MBAnalysis Blog: Cornell Tech, The Best of All Worlds


What do you get when you combine a blue chip business school with a Nobel Prize winning foreign university? A piece of start-up nation in the middle of Silicon Alley? Technical know-how with Ivy League business sensibilities? Plus a $2 billion glimmering new campus? You get the Cornell Tech MBA. An MBA program that takes less time, costs less money and puts you on a path to leadership with a technology company anywhere in the world.

Cornell Tech MBA is a 1-year MBA degree conferred by the Johnson School of Management at Cornell. This program combines a foundational business education provided by Johnson, with a technology-focus – and entrepreneurial vibe – provided by the Technion – the Israel Institute of Technology. The Technion is the entrepreneurial hub of Israel, the country with more start-up companies listed on NASDAQ than anyone else except the US and China.

The Cornell Tech MBA turns engineers, technologists, and scientists into the managers, leaders and visionaries that today’s and tomorrow’s tech firms need.

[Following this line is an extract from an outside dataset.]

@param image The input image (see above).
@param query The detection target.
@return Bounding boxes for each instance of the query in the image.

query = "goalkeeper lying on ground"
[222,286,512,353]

It is no accident that until its beautiful new campus is complete, the Cornell Tech MBA has been housed in Google’s lower Manhattan building.

So who is the Tech MBA for? Techies who need help to become the future leaders of their firms. Cornell Tech wants students who already have “strong digital experience” preferably with a background in science or engineering. Your first summer is spent at Cornell’s Ithaca campus, with regular MBA students, getting a foundational business education with courses like accounting, microeconomics, strategy, and finance. Then back to NYC for a curriculum focused on the tech economy, including courses like Designing Data Products; and, practicums that may have you consulting to a Fortune 500 company or laying the groundwork for a start-up you may be helping to create. Throw in a month in Israel along the way, and you have an MBA program that is truly unique.

The Cornell Tech MBA is the oldest of a number of one-year tech-focused masters programs including NYU’s recently announced, Tech MBA, as well as Carnegie Mellon’s Master of Science in Product Management. The need for these specialized programs is clear; as technical specialists and engineers fill technology companies, it is harder to find people who speak their language, understand their needs and can successfully manage them. Cornell Tech, and all its offspring, are here to address this very problem, with the world of technology saying, “it’s about time.”